Even if this weren't the case, there are governments and
agencies which are willing to fund purchase of the drugs. President Bush
has announced that the United States would commit $15 billion to funding
AIDS treatments in Africa. If cost were the only barrier, it would be
breachable, and relatively easily. Despite the protestations of AIDS activists,
drug companies and distributors are by and large acting in a humane and
responsible way with regard to this disease crisis, and the blame for
lack of treatment availability cannot be laid at their feet.
Notwithstanding the misuse of statistics which often characterizes
the statements of activist groups, AIDS is very much under control in
the United States, with the exception of a few difficult-to-reach segments
of the population. The upshot of this is that there is not a great financial
incentive for drug companies to continue AIDS research. Apart from major
players such as Merck, GlaxoSmithKline, and Pfizer, research into AIDS
treatments has declined by more than 25 percent over the past five years.

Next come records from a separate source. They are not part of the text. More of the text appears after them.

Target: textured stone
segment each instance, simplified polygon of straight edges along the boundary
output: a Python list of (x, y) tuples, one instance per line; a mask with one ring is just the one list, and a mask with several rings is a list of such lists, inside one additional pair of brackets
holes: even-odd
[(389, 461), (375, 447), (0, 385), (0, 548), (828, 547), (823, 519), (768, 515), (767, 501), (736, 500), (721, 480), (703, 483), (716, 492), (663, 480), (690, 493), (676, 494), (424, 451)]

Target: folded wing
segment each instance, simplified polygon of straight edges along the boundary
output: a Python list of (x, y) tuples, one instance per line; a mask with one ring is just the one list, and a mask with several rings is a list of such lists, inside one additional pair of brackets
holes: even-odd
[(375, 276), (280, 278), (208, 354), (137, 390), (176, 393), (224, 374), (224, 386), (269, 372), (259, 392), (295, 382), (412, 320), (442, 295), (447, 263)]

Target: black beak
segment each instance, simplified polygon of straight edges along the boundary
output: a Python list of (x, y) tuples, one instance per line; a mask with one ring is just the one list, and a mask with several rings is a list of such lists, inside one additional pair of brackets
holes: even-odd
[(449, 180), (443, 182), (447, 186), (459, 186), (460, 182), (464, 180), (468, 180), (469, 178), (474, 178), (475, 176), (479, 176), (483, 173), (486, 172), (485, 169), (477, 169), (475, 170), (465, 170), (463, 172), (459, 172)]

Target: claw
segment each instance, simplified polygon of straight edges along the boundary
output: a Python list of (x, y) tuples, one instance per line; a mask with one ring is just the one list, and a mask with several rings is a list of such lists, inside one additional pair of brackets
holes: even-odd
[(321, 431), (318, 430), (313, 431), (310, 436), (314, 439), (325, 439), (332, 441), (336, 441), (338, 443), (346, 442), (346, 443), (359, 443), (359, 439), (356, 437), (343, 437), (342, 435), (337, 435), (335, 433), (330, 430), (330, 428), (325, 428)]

Now, however, even the big companies are beginning to balk at committing
research money to this disease at past levels. Among the reasons given
are the vicious attacks leveled at them by the very organizations that
stand to gain the most from their continuing research.
People in developed nations have learned to behave more
responsibly in the effort to avoid AIDS, and, as a result, incidences
of the disease have declined dramatically in the United States over the
past decade. It's a more difficult sell than it was ten years ago to convince
drug companies to continue AIDS research. Perhaps if the activist groups
lobbying on behalf of AIDS sufferers understood that they needed to work
hand in hand with drug manufacturers, those groups would behave more responsibly
by soliciting their cooperation rather than denigrating them. The fact
that such groups refuse to recognize the need for a partnership rather
than an adversarial relationship with drug companies is perhaps the greatest
barrier of all in the international fight against AIDS.